The biggest increases reported on Saturday were from the United States, Brazil, India and South Africa, according to a daily report. The previous WHO record for new cases was 237,743 on Friday. Deaths rose by 7,360, the biggest one-day increase since May 10. Deaths have been averaging 4,800 a day in July, up slightly from an average of 4,600 a day in June.
Total global coronavirus cases surpassed 14 million on Friday, according to a Reuters tally, marking another milestone in the spread of the disease that has killed nearly 600,000 people in seven months. The surge means that 1 million cases were reported in under 100 hours.
The WHO reported 71,484 new cases in the United States, 45,403 in Brazil, 34,884 in India and 13,373 in South Africa.
India on Friday became the third country in the world to record more than 1 million cases of the new coronavirus, behind only the United States and Brazil. Epidemiologists say India is still likely months from hitting its peak.
Cases in Brazil crossed the 2 million mark on Thursday, doubling in less than a month and adding nearly 40,000 new cases a day. A patchwork of state and city responses has held up poorly in Brazil in the absence of a tightly coordinated policy from the federal government.
The United States, which leads with world with over 3.7 million cases, has also tried to curb the outbreak at the state and local levels with only limited success.
U.S. deaths from the novel coronavirus neared 140,000 on Saturday as cases continued to rise in 43 out of 50 states over the past two weeks, according to a Reuters tally.
Since late June, the United States has seen a resurgence in new cases and now, six weeks later, deaths have also begun rising, according to a weekly Reuters analysis of state and county data.

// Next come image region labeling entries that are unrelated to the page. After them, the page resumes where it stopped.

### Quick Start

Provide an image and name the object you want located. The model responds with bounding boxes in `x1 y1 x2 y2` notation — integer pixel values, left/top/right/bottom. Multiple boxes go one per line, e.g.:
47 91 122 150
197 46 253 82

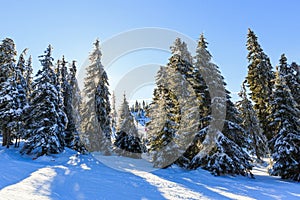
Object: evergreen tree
64 61 86 153
21 45 66 157
111 92 117 132
0 38 27 147
114 94 145 158
188 34 252 175
279 54 300 109
246 29 274 139
24 56 33 99
81 40 111 155
236 80 268 161
269 66 300 181
170 38 193 64
57 56 74 148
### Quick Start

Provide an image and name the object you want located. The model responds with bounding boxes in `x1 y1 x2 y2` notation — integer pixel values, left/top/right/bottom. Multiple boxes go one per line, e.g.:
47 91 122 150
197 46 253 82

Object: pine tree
56 56 74 148
0 38 27 148
21 45 66 157
111 92 117 132
236 82 268 161
188 34 252 175
64 61 86 153
170 38 193 64
279 54 300 109
269 67 300 181
81 40 111 155
24 56 33 99
114 94 145 158
246 29 274 139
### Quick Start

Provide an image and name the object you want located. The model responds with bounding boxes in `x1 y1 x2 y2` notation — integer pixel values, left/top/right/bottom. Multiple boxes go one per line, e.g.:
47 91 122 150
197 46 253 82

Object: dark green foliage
246 29 274 139
269 67 300 181
21 45 66 157
114 131 146 158
236 83 268 161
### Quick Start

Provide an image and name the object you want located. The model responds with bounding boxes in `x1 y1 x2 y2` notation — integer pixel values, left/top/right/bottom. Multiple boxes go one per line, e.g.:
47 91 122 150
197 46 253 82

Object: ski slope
0 139 300 200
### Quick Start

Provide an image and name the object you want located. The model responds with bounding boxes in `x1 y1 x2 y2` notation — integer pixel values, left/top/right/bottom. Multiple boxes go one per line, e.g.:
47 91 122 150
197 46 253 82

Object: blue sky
0 0 300 103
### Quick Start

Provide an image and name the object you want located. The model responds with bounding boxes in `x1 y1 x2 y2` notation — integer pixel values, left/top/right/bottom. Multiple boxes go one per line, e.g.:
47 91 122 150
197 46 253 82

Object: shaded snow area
0 141 300 200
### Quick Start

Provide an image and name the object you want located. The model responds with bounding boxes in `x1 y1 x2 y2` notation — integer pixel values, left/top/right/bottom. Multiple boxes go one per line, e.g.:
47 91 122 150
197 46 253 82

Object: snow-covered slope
0 140 300 200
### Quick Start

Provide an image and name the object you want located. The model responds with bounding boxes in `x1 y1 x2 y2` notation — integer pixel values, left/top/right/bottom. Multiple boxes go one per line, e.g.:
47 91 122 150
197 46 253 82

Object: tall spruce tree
147 67 180 168
279 54 300 109
111 92 117 133
0 38 27 147
268 66 300 181
81 40 111 155
21 45 66 157
246 29 274 139
236 82 268 161
188 34 252 175
114 94 145 158
24 56 33 99
65 61 86 153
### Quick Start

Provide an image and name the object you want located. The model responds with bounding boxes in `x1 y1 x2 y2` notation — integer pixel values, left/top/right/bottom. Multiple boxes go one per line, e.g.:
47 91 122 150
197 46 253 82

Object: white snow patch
0 167 56 200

America is losing about 5,000 people to the virus every week. By contrast, neighboring Canada has reported total deaths of 8,800 since the pandemic started.
In just one week, the United States records about as many deaths as the 5,600 lives Sweden has lost since the pandemic began earlier this year.
In the hardest-hit U.S. counties, officials are running out of places to store bodies as their morgues fill up.
Arizona’s Maricopa County, home to the state’s largest city, Phoenix, is bringing in 14 coolers to hold up to 280 bodies and more than double morgue capacity ahead of an expected surge in coronavirus fatalities, officials said on Thursday.
In Texas, the city of San Antonio and Bexar County have acquired five refrigerated trailers to store up to 180 bodies.
The appearance of such mobile morgues has fed the sense in some Southern states that the pandemic appears to be spinning out of control.